Timeline

Junior Year Senior Year
May November January February - March April
Submit Senior Paper proposals Honors Thesis committees formed Comprehensive exams

Description

Philosophy courses provide the opportunity for the development of a critical and unified understanding of experience and nature. This is accomplished through their concern—from both historical and contemporary perspectives—with the ethical, social and political, aesthetic, religious, metaphysical, epistemological, and scientific dimensions of existence.

The Philosophy major

A minimum of 36 credits in philosophy including: Four courses in the history of philosophy: 201, 202, 303, and 304; two 300 and above courses other than 303 and 304; two other courses 100 and above; the four credit Senior Paper; for those who qualify (see below), the four credit Honors Senior Thesis.

The Philosophy minor

A minimum of 20 credits in philosophy, including at least two of the following courses: Phil 201, 202, 303, and 304.

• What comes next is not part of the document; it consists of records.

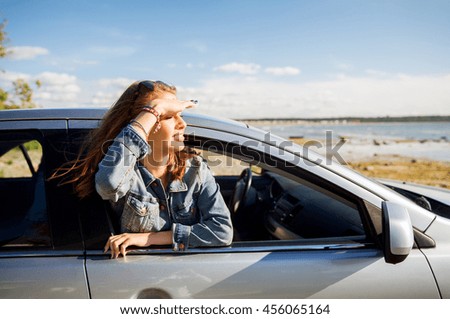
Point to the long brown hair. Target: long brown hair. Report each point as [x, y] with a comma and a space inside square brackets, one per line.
[81, 172]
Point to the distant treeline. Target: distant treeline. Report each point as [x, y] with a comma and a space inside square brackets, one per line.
[430, 118]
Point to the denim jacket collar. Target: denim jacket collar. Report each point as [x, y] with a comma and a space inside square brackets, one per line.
[174, 187]
[178, 186]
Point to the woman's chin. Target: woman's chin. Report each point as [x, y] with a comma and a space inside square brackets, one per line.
[177, 145]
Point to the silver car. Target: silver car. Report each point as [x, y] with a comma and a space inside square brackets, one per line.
[305, 226]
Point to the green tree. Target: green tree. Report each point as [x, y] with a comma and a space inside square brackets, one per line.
[21, 96]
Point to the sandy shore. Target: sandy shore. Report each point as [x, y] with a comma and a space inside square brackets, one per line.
[422, 162]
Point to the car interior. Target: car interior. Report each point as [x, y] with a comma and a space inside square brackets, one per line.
[267, 201]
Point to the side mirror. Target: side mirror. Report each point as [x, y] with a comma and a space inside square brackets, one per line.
[398, 237]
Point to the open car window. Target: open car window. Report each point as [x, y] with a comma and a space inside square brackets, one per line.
[283, 204]
[23, 217]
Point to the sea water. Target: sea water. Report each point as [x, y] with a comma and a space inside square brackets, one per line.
[428, 140]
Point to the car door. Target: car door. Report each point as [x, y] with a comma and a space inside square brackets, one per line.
[41, 254]
[300, 265]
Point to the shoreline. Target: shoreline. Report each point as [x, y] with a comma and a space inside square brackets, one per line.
[406, 161]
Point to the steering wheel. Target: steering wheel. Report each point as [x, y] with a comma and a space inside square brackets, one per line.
[241, 190]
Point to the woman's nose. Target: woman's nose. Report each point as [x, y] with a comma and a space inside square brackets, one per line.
[181, 124]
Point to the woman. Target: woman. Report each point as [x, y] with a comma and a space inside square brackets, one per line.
[137, 161]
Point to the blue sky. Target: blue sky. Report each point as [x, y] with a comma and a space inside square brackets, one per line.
[240, 59]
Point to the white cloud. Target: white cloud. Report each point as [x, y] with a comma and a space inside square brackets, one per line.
[26, 52]
[280, 71]
[242, 68]
[393, 95]
[197, 46]
[113, 51]
[57, 90]
[109, 90]
[7, 77]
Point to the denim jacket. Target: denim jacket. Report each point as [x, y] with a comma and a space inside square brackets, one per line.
[192, 207]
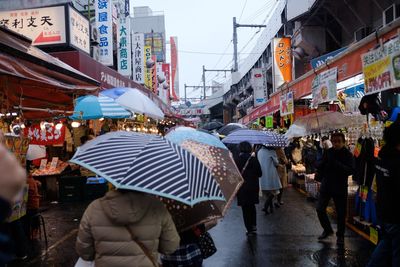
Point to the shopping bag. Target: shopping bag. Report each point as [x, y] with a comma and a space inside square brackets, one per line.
[82, 263]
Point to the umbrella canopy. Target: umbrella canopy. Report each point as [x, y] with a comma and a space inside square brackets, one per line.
[229, 128]
[135, 101]
[150, 164]
[214, 125]
[96, 107]
[270, 139]
[323, 121]
[218, 159]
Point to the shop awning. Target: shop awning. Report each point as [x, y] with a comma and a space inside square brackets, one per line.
[32, 78]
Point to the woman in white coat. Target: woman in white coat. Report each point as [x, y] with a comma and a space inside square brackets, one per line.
[270, 182]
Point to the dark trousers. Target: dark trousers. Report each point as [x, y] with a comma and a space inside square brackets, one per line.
[340, 206]
[249, 216]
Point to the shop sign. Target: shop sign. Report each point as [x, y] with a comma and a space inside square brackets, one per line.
[324, 87]
[258, 82]
[47, 136]
[381, 67]
[138, 57]
[104, 25]
[79, 30]
[286, 106]
[282, 61]
[44, 26]
[124, 48]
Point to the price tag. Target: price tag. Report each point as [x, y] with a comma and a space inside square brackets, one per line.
[373, 235]
[43, 164]
[54, 162]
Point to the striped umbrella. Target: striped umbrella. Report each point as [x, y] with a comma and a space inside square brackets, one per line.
[254, 137]
[95, 107]
[150, 164]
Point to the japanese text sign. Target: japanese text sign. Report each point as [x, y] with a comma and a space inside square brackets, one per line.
[104, 26]
[124, 48]
[45, 26]
[138, 57]
[381, 67]
[282, 61]
[47, 136]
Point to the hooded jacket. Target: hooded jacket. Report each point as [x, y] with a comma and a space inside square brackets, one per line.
[104, 239]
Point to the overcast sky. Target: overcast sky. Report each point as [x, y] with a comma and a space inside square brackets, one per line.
[205, 26]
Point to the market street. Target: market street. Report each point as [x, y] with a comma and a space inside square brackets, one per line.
[286, 238]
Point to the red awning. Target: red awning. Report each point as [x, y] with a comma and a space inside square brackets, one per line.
[32, 78]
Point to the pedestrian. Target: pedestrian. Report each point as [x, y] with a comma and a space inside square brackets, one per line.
[248, 194]
[388, 190]
[270, 181]
[126, 228]
[12, 180]
[282, 172]
[334, 170]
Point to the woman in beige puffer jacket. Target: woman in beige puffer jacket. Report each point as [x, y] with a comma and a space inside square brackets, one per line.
[104, 238]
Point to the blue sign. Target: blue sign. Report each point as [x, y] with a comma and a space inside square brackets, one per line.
[319, 61]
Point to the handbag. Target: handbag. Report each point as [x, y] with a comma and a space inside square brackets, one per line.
[206, 245]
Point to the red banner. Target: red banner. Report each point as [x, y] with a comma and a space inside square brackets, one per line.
[47, 136]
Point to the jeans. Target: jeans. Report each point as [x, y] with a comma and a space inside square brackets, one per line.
[249, 216]
[388, 249]
[340, 206]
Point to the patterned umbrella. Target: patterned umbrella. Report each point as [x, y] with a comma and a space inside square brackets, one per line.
[149, 164]
[269, 139]
[213, 153]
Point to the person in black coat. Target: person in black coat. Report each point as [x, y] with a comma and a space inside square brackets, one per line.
[334, 170]
[388, 184]
[248, 194]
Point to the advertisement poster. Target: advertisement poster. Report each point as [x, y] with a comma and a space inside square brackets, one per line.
[258, 81]
[282, 61]
[138, 57]
[324, 87]
[381, 67]
[104, 26]
[287, 104]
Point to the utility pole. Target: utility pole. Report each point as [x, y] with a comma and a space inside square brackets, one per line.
[235, 40]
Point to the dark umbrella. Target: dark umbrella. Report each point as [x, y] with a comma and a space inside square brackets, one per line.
[230, 127]
[214, 125]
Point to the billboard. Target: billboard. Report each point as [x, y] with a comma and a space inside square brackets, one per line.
[138, 57]
[124, 48]
[104, 26]
[258, 82]
[44, 26]
[282, 61]
[174, 68]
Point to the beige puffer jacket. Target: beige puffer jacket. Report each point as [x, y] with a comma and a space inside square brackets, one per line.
[103, 237]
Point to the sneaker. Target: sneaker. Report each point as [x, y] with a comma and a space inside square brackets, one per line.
[325, 235]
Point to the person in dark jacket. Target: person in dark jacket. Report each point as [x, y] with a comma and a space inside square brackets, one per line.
[248, 194]
[388, 184]
[334, 170]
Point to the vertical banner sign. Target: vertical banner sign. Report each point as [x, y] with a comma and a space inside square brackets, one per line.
[165, 70]
[103, 9]
[174, 68]
[124, 48]
[287, 104]
[148, 79]
[138, 57]
[258, 81]
[381, 67]
[282, 61]
[324, 87]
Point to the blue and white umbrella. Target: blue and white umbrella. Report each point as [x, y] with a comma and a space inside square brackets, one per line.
[269, 139]
[95, 107]
[149, 164]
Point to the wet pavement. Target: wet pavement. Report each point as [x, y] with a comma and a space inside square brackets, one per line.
[288, 237]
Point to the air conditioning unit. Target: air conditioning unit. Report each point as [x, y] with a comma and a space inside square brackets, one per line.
[361, 33]
[391, 13]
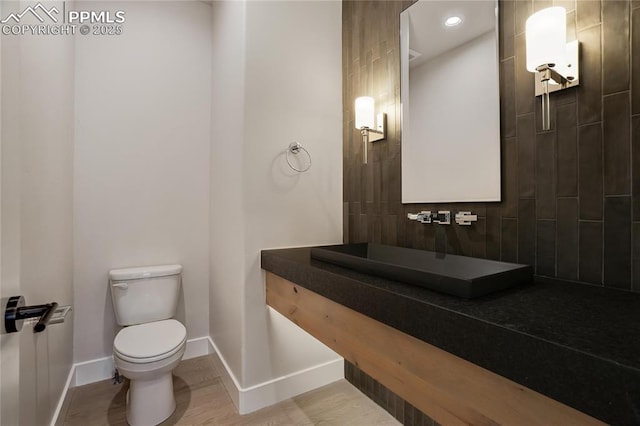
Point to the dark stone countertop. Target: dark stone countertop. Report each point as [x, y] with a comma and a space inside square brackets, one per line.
[575, 343]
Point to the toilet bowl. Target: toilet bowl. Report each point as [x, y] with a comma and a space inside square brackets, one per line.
[151, 344]
[147, 354]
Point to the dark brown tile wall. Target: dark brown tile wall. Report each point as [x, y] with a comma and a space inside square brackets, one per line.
[571, 196]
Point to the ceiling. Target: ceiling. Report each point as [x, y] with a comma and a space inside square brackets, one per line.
[429, 37]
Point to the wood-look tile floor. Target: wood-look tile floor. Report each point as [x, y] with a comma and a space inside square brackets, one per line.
[203, 400]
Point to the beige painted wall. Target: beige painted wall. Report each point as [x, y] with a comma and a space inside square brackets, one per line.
[37, 216]
[275, 81]
[142, 132]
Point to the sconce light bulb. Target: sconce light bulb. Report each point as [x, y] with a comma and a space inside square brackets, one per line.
[546, 38]
[365, 108]
[453, 21]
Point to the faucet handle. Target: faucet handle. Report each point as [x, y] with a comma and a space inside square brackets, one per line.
[465, 218]
[422, 217]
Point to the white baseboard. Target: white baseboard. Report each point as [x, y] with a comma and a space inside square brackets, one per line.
[246, 400]
[273, 391]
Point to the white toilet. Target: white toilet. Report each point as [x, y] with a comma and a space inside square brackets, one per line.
[151, 344]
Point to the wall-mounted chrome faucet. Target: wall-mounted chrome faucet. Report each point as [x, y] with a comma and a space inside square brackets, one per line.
[443, 217]
[465, 218]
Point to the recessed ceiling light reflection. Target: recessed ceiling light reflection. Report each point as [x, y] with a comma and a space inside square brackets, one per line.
[453, 21]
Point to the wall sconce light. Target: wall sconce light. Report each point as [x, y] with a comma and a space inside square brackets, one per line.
[549, 56]
[372, 129]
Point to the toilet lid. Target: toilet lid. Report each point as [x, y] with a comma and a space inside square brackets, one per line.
[150, 341]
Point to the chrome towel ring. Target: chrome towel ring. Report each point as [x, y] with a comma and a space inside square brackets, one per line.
[294, 149]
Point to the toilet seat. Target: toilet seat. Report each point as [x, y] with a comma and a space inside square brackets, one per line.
[150, 342]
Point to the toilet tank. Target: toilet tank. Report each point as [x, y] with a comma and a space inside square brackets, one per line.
[145, 294]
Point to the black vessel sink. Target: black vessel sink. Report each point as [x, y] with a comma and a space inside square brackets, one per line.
[462, 276]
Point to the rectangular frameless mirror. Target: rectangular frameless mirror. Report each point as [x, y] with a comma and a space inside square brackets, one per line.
[450, 101]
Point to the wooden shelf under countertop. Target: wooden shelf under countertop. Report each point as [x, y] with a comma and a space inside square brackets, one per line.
[445, 387]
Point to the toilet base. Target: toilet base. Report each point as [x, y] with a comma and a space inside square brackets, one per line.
[150, 402]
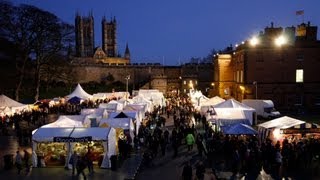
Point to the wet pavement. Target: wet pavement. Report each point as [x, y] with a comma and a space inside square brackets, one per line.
[162, 167]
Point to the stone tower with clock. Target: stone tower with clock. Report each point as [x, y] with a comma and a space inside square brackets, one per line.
[109, 43]
[84, 31]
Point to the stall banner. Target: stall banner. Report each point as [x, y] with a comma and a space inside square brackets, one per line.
[72, 139]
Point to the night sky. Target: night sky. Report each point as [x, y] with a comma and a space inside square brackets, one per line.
[173, 31]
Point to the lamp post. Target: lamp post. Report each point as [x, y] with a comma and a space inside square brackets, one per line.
[256, 86]
[127, 81]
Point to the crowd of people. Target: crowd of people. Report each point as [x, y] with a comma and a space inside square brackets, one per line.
[244, 155]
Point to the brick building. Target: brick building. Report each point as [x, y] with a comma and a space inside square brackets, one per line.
[280, 64]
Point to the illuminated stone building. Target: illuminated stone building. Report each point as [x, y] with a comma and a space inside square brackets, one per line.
[87, 53]
[280, 64]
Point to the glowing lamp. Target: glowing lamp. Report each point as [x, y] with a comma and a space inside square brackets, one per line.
[281, 40]
[254, 41]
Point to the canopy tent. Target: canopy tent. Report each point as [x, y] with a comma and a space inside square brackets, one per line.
[281, 123]
[197, 98]
[66, 121]
[233, 104]
[141, 107]
[93, 116]
[141, 100]
[274, 127]
[79, 92]
[112, 106]
[107, 135]
[123, 123]
[9, 106]
[153, 95]
[8, 102]
[135, 116]
[75, 100]
[208, 105]
[239, 129]
[230, 116]
[99, 96]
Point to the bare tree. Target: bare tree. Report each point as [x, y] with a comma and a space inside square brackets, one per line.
[15, 27]
[37, 33]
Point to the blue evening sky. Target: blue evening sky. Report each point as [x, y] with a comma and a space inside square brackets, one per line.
[173, 31]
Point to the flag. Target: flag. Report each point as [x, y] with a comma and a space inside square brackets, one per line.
[301, 12]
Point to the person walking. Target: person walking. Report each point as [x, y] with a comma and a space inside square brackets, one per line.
[81, 165]
[89, 161]
[73, 161]
[18, 162]
[187, 171]
[200, 170]
[190, 141]
[26, 160]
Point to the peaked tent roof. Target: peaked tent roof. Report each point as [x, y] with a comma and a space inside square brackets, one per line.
[79, 92]
[213, 101]
[121, 115]
[238, 129]
[232, 103]
[282, 123]
[8, 102]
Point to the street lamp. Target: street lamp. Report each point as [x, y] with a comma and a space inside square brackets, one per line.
[127, 81]
[256, 86]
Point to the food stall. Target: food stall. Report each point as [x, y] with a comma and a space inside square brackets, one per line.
[54, 146]
[289, 128]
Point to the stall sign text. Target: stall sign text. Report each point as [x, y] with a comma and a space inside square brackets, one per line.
[72, 139]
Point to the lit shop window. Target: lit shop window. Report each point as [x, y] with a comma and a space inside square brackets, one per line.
[299, 75]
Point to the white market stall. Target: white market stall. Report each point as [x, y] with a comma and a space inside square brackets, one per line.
[9, 106]
[55, 145]
[274, 128]
[66, 121]
[79, 92]
[209, 104]
[248, 112]
[128, 115]
[93, 116]
[111, 106]
[230, 116]
[123, 123]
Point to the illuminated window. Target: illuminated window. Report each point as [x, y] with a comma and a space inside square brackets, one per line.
[299, 75]
[237, 76]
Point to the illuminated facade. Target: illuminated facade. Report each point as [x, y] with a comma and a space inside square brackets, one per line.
[278, 64]
[87, 53]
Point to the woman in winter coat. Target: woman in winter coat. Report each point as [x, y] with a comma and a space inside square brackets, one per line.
[190, 141]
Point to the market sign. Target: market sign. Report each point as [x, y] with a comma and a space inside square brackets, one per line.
[72, 139]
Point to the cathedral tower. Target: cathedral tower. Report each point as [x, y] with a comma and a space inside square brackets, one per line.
[127, 53]
[84, 29]
[109, 43]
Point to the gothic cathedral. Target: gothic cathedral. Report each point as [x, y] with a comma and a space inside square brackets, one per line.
[86, 52]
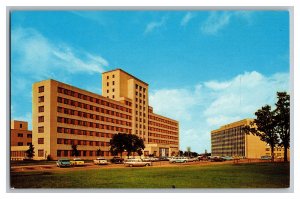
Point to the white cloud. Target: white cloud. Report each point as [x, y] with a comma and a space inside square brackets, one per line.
[154, 25]
[27, 118]
[215, 85]
[174, 103]
[218, 20]
[208, 106]
[185, 20]
[243, 95]
[35, 54]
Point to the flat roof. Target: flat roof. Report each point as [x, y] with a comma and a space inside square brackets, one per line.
[125, 73]
[232, 124]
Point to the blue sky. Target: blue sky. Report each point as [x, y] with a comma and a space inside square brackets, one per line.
[204, 68]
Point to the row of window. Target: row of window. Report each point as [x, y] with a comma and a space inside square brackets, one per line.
[162, 136]
[88, 106]
[140, 88]
[20, 135]
[155, 124]
[81, 142]
[95, 116]
[164, 121]
[162, 131]
[161, 141]
[23, 143]
[91, 99]
[93, 125]
[83, 132]
[82, 153]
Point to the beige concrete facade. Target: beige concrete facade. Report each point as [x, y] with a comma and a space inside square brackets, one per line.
[64, 115]
[20, 139]
[231, 140]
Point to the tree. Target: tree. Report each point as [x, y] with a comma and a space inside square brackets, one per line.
[133, 144]
[122, 141]
[117, 143]
[98, 152]
[180, 153]
[75, 151]
[264, 126]
[282, 119]
[188, 149]
[30, 152]
[140, 152]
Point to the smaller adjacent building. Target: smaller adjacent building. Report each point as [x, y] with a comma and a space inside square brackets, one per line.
[20, 139]
[232, 140]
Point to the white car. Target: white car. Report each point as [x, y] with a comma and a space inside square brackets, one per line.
[178, 160]
[101, 161]
[136, 163]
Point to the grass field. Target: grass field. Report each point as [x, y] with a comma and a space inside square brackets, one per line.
[256, 175]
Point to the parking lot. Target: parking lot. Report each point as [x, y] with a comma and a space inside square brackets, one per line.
[88, 166]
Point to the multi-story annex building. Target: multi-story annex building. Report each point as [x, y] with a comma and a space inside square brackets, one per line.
[231, 140]
[64, 115]
[20, 139]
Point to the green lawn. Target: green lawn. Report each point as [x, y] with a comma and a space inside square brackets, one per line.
[256, 175]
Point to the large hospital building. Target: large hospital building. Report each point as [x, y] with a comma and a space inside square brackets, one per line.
[231, 140]
[63, 115]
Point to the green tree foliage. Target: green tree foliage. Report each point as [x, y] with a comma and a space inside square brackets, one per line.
[140, 152]
[30, 152]
[188, 149]
[133, 144]
[282, 119]
[98, 152]
[75, 151]
[117, 143]
[122, 141]
[264, 127]
[273, 127]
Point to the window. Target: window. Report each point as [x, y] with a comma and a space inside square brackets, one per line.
[41, 99]
[41, 89]
[59, 129]
[41, 129]
[41, 118]
[41, 153]
[41, 109]
[40, 140]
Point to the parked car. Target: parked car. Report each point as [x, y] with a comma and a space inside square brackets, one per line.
[136, 163]
[101, 161]
[216, 159]
[117, 160]
[265, 157]
[63, 163]
[193, 159]
[163, 158]
[77, 162]
[150, 159]
[202, 158]
[178, 160]
[227, 158]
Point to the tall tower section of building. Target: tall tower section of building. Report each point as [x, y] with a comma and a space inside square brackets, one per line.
[121, 86]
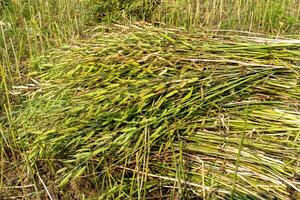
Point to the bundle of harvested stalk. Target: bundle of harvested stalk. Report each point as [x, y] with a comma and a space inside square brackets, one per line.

The Senior Paper and the Honors Senior Thesis and Oral Examination

  1. By the end of their junior year, all philosophy majors will submit a proposal for a Senior Paper to be approved by the department as a whole. This proposal should outline the intended project, which can be based on an outstanding course paper, and include an annotated bibliography as well as the student's choice of the professor under whose direction the student wants to write the Senior paper.
  2. The department will review the Senior Paper proposals, offer criticisms and suggestions and agree on which professor will work with which student. The Senior Paper will be due on the Friday before Thanksgiving break. There will be no oral examination of Senior Papers.
  3. During Thanksgiving break the department will grade the Senior Papers and decide which students merit being invited to extend their Senior Paper into an Honors Senior Thesis. Those invitations will be sent out by the Friday of the first week following Thanksgiving break. Within a week of their invitation, students will decide whether to accept it, and those who do will suggest First, Second and Third readers to the department. The department will meet in January to agree on the most appropriate First, Second, and Third readers. The due date for the Honors Senior Thesis will be the end of the second week of April (or the corresponding date for those theses turned in during Fall semester).
  4. There will be an hour-long Oral Examination of all Honor Senior Theses scheduled during the second and third weeks of April (or the corresponding weeks of Fall semester for Fall graduates). The Oral Examination will be open to the public and all philosophy majors will be invited to attend.

The Comprehensive Examinations

  1. Comprehensive examinations in Philosophy will consist of four exams. The first two exams will propose two questions in Ancient Philosophy and two questions in Medieval Philosophy, with students choosing to write on one in each examination. The third exam will propose two questions in modern philosophy from Descartes through Kant of which the student will choose one to answer in writing. The fourth exam will propose two integrative questions covering the history of philosophy as a whole from which each student will select one to discuss orally with a panel of instructors.
  2. The first two exams will be offered the last Friday in February, the third a week later. The fourth will be scheduled at a mutually agreeable time during the same semester. The written examinations can be taken upon completion of the history of philosophy sequence up through Kant, and can be retaken, if necessary, until the final semester of a major's senior year.

Distribution Credit

All four-credit courses in philosophy meet the equivalent of three periods per week. Courses will apply to the philosophy and religion distribution area for those students who entered before fall semester 2002. Otherwise, they will apply to the humanities distribution area, except for Philosophy 109, which will apply to the quantitative distribution area, and Philosophy 225, Critical Race Theory, and Philosophy 235, Philosophy of Feminism, that can apply for either humanities or alternative voices.